W regionie Puebla w Meksyku wybuchł wulkan Popocatepetl. Żarzące fragmenty, które wyleciały z krateru, dotarły do pastwisk i wznieciły pożary.
Według materiałów opublikowanych przez meksykańską krajową agencję zapobiegania katastrofom wybuch rozświetlił wulkan Popocatepetl w poniedziałek około godziny 21.38. Ze stożka wyleciały kłęby dymu i popiołu, po zboczu popłynęła lawa. Płonące fragmenty spadały na podgórskie pastwiska, wzniecając niewielkie pożary.
- Nagle usłyszałam piorunujący hałas. Później ujrzałam światło od lawy - relacjonowała mieszkanka okolicy Ascension Gonzalez.

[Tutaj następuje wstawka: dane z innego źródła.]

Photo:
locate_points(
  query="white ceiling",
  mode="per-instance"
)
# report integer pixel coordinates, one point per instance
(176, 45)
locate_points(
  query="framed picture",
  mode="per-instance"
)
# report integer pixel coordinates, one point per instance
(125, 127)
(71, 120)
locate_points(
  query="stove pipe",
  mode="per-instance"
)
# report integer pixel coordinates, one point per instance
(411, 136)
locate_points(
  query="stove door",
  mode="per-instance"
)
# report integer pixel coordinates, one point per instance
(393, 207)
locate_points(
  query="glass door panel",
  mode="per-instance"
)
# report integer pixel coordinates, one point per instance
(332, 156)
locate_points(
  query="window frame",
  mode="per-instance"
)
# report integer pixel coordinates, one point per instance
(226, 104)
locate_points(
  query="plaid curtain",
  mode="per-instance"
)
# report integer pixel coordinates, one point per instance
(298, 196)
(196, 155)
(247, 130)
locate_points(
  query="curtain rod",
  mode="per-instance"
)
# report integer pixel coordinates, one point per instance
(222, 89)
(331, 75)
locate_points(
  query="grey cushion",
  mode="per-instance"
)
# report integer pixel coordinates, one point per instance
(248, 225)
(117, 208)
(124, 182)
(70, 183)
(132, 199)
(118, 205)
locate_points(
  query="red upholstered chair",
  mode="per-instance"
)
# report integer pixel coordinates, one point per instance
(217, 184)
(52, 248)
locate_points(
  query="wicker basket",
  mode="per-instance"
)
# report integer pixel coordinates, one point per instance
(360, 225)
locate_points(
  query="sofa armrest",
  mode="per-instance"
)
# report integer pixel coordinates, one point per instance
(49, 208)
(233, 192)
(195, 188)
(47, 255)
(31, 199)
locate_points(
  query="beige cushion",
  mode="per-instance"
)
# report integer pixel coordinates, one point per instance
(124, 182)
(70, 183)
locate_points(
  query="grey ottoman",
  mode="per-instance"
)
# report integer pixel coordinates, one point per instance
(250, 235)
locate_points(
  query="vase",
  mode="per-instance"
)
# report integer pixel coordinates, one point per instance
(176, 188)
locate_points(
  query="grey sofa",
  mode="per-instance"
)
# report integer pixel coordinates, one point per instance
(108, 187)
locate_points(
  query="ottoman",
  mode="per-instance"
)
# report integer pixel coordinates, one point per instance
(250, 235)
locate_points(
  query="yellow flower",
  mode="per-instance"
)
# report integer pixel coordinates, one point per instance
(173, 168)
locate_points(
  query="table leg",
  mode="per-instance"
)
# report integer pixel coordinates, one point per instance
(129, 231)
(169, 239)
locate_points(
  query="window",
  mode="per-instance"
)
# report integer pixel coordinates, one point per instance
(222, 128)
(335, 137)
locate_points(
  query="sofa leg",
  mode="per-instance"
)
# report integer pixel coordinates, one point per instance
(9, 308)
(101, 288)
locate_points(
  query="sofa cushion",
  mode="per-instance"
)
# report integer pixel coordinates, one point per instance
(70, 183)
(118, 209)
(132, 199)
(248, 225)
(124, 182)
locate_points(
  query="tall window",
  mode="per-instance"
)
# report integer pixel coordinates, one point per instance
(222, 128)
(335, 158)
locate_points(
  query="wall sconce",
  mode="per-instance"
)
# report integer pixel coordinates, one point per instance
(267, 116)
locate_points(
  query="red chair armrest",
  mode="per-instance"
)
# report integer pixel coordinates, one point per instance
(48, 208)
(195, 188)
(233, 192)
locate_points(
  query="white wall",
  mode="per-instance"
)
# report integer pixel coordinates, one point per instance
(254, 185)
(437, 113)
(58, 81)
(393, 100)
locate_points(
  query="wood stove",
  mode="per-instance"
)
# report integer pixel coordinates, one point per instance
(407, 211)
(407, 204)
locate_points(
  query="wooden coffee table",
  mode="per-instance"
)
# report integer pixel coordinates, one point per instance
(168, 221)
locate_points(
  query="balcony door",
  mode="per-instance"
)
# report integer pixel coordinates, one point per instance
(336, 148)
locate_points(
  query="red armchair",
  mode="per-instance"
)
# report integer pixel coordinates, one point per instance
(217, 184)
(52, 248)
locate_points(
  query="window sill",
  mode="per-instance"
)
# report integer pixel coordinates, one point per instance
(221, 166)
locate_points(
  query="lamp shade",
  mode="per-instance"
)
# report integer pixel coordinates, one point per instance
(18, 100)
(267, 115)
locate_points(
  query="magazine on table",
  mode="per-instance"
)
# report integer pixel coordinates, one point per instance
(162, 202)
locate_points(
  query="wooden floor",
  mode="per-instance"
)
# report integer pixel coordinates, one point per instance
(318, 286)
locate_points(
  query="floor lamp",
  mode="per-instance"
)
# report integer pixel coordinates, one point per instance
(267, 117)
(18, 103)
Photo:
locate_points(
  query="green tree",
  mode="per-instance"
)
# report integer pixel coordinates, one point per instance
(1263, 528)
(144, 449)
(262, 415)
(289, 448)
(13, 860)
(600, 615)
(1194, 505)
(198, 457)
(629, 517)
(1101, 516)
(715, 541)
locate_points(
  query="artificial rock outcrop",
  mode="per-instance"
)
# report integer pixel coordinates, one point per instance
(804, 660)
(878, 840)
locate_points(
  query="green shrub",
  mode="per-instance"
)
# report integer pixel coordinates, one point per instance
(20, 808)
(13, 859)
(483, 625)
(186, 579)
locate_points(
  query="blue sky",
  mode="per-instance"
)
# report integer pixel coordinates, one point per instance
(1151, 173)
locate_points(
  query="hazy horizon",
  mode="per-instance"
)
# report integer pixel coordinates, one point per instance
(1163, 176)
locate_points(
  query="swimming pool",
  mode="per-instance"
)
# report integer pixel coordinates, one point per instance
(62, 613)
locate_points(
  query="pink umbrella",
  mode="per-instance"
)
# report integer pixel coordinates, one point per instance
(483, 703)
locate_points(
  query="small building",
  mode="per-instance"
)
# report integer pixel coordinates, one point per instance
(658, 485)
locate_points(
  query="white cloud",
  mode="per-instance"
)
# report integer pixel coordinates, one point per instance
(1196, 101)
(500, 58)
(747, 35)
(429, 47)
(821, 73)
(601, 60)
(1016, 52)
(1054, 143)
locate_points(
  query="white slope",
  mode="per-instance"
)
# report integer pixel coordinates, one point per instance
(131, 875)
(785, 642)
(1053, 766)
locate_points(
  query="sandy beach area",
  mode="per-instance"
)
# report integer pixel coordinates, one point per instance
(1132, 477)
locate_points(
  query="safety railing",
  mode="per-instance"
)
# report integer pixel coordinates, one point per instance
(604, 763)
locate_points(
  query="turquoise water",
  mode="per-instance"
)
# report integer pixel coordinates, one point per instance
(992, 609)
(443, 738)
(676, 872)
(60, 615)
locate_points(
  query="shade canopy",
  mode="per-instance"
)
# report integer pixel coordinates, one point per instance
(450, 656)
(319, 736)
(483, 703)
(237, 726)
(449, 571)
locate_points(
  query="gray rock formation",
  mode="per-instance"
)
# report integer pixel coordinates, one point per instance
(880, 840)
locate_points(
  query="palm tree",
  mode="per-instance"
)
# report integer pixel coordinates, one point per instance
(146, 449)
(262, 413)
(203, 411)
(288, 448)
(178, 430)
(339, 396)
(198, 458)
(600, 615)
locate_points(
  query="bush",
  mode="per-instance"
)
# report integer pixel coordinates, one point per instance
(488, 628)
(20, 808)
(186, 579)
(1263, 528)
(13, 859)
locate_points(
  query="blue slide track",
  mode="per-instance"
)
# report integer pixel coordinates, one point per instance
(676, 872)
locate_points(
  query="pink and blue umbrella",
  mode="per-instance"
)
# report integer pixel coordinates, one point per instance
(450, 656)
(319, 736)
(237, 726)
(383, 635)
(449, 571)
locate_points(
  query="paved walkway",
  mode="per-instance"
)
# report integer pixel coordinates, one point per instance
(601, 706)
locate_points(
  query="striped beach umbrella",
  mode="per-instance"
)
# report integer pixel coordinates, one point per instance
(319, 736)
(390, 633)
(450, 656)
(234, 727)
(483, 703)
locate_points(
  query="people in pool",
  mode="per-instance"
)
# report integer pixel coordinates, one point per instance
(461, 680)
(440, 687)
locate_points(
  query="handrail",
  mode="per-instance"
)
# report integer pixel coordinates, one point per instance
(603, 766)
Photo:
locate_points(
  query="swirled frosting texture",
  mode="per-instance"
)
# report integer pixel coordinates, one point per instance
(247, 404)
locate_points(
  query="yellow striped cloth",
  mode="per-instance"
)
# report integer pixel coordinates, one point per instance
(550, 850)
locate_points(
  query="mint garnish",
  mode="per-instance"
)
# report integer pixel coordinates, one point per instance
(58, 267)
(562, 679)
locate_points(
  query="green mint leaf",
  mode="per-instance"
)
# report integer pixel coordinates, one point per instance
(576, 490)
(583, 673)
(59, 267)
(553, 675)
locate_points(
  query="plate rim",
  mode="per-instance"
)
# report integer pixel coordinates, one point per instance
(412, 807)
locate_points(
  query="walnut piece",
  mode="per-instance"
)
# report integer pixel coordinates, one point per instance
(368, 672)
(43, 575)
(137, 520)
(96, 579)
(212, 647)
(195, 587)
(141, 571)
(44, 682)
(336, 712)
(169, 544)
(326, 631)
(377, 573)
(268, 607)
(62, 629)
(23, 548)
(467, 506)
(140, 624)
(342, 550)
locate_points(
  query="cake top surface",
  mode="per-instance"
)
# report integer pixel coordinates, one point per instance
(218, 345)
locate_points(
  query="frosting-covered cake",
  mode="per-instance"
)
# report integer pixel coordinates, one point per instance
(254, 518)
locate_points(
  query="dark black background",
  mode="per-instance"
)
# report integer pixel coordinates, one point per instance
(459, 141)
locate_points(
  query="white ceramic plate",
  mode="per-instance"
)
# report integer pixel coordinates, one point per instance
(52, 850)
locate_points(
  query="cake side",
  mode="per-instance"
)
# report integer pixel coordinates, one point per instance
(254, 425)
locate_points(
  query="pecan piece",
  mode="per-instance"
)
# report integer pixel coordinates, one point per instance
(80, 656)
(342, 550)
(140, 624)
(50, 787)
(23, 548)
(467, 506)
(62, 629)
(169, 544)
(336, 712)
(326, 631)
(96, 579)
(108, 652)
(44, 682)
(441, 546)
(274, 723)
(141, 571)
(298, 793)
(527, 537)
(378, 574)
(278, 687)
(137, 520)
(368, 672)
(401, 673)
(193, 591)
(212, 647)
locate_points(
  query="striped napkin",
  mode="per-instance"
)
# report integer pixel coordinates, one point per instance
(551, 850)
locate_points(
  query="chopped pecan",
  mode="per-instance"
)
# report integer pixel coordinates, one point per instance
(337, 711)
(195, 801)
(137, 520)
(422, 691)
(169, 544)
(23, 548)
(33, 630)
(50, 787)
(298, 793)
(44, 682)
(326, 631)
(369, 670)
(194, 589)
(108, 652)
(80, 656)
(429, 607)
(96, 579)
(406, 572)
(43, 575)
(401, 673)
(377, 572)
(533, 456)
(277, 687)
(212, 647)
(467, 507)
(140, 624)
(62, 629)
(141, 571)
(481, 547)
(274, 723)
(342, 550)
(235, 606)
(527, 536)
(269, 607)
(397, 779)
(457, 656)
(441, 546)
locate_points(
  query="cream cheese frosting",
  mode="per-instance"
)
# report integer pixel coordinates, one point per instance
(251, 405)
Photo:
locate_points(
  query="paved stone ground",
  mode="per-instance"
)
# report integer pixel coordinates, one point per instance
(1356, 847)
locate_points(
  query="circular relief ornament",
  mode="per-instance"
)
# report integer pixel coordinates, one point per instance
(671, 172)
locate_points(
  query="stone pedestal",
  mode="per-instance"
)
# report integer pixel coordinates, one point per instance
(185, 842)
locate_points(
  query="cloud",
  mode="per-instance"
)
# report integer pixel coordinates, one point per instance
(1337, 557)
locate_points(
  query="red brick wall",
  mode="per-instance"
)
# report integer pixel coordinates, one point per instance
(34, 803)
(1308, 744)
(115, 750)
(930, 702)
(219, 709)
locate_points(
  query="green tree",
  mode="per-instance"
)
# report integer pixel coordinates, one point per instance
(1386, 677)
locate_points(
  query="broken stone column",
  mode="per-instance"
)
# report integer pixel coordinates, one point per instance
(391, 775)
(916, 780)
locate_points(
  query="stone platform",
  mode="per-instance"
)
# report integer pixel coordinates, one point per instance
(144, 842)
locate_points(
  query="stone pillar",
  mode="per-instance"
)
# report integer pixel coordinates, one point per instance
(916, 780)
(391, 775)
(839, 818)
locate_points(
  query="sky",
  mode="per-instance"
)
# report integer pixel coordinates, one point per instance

- Wiele osób przebywało wtedy poza domami. Można było usłyszeć hałas jak od wystrzału rakiety - mówił mieszkaniec regionu Oswaldo Cantera.
Ratownicy sprawdzili teren, ale nie pojawiły się żadne doniesienia o uszkodzeniach czy rannych. - Na razie wszystko jest w porządku. Chociaż na pewno było wiele strachu, ponieważ okna i drzwi samoistnie się trzęsły i otwierały - oceniła Laura Morales.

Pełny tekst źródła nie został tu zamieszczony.